2. Singular Value Decomposition (SVD)
- Applicability: SVD is applicable to any $ m \times n $ matrix, not just square matrices. It is a more general technique compared to EVD.
- Use Cases: SVD is widely used in areas like principal component analysis (PCA), image compression, noise reduction, and in the context of solving systems of linear equations. It is also crucial in machine learning and data science for feature extraction and dimensionality reduction.
- Advantages: SVD is numerically more stable than EVD and can be applied to any matrix. The singular values obtained from SVD provide valuable insights into the rank and structure of the matrix.
3. Jordan Decomposition
- Applicability: Jordan Decomposition is applicable to any square matrix. It is particularly useful for matrices that are not diagonalizable.
- Use Cases: Jordan Decomposition is more of a theoretical tool, used in advanced mathematical fields like differential equations, control theory, and other areas where the structure of non-diagonalizable matrices is important.
- Complexity: Computing the Jordan form can be complex and numerically unstable, especially for large matrices. It is less commonly used in practical applications compared to SVD and EVD.
Summary
- Use EVD when dealing with diagonalizable square matrices and when interested in eigenvalues and eigenvectors.
- Use SVD for a more general and numerically stable decomposition applicable to any matrix, and for insights into the matrix structure, rank, and dimensions.
- Use Jordan Decomposition mainly for theoretical analysis, especially when dealing with non-diagonalizable matrices.
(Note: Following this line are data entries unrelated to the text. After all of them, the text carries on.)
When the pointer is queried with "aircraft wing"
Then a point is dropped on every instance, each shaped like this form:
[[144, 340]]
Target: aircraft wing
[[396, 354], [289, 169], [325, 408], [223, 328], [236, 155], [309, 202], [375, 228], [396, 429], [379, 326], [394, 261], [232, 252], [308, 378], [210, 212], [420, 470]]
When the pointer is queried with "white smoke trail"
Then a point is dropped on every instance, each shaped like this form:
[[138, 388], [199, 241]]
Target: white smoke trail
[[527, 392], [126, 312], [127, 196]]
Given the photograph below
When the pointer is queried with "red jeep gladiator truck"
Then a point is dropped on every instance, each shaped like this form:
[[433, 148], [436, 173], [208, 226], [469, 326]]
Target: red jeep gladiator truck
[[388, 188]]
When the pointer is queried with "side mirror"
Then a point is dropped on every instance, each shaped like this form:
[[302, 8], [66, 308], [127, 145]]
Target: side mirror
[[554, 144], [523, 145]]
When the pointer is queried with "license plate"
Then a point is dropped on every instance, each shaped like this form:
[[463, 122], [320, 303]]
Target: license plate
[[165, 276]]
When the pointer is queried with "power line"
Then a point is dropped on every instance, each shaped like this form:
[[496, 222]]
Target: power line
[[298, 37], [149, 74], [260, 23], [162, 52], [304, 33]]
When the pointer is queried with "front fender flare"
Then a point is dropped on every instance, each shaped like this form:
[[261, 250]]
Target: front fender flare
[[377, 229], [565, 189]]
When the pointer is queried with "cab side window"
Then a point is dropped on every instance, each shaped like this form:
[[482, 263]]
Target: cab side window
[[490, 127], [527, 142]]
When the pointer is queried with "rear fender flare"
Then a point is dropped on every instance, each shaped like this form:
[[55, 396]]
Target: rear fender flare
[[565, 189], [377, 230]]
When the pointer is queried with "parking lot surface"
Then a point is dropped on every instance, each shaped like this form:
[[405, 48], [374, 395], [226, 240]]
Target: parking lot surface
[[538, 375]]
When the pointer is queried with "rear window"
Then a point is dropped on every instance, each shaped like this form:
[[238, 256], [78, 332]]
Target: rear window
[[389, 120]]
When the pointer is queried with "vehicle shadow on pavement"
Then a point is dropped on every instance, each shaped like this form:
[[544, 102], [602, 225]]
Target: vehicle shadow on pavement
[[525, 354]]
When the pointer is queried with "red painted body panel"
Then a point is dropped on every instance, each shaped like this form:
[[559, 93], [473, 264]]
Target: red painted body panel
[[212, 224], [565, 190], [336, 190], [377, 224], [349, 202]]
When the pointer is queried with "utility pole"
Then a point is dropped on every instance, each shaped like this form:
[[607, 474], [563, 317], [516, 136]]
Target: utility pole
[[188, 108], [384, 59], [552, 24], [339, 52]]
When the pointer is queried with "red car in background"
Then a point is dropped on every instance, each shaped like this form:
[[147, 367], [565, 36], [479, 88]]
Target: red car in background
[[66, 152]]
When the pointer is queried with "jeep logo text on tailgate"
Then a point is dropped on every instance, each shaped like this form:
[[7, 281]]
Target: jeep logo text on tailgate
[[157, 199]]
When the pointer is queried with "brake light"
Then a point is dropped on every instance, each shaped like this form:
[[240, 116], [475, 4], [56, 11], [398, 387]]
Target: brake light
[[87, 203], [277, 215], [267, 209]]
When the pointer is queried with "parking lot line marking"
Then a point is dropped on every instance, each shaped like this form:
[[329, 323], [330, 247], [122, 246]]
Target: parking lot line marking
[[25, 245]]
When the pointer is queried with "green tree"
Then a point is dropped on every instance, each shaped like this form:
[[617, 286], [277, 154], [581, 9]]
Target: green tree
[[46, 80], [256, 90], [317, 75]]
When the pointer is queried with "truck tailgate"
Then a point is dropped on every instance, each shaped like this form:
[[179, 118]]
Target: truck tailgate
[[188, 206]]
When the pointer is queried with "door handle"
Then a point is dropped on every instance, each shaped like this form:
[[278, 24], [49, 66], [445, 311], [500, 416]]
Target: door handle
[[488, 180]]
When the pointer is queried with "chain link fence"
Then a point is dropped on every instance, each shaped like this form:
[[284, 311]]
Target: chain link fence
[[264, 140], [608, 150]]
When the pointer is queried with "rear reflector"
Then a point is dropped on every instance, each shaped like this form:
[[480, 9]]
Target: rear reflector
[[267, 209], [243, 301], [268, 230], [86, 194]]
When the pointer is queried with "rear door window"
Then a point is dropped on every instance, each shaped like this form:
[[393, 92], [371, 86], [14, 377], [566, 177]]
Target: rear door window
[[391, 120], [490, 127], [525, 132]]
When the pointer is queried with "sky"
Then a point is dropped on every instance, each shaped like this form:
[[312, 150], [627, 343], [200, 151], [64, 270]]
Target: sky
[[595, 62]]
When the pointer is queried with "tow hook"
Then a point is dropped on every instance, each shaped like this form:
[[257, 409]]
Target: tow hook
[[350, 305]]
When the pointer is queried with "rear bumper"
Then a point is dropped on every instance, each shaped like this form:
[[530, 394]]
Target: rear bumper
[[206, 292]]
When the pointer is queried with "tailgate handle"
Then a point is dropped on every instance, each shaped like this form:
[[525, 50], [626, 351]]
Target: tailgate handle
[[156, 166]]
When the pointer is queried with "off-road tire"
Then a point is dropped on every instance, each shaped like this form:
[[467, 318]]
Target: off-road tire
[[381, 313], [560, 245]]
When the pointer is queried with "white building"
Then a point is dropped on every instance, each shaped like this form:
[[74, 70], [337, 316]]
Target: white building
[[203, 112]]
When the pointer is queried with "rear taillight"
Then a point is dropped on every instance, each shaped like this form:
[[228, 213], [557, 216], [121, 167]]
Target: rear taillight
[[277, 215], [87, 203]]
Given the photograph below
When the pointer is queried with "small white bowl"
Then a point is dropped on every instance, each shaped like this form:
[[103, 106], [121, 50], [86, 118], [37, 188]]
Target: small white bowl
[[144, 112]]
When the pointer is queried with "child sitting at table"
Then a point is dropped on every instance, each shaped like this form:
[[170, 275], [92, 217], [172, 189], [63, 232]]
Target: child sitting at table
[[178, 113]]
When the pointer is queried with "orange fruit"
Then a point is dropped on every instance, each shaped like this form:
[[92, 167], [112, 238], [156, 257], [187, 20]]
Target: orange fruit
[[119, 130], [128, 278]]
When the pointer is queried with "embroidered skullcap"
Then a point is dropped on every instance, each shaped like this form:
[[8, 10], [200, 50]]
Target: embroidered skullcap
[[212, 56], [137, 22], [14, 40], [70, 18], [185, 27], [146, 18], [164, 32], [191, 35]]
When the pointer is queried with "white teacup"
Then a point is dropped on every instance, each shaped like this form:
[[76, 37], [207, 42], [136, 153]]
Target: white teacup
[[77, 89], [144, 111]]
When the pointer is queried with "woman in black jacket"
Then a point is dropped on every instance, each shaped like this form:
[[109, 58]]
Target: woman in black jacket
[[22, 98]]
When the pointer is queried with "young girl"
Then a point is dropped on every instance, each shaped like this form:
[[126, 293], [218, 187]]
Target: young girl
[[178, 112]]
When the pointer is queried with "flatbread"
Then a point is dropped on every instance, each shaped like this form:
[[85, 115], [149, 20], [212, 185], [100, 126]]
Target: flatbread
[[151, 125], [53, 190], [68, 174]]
In practice, SVD is often the go-to choice due to its versatility and stability, especially in data-driven fields. EVD is used when the matrix properties are suitable, and Jordan Decomposition is typically reserved for specific theoretical applications.
Equality in Matrix
Loewner Order: For Hermitian matrices (matrices that are equal to their own conjugate transpose), one can define a partial order where $A \preceq B$ if and only if $B - A$ is positive semidefinite. This means that for all vectors $\mathbf{x}$, the inequality $\mathbf{x}^* A \mathbf{x} \leq \mathbf{x}^* B \mathbf{x}$ holds, where $\mathbf{x}^*$ is the conjugate transpose of $\mathbf{x}$.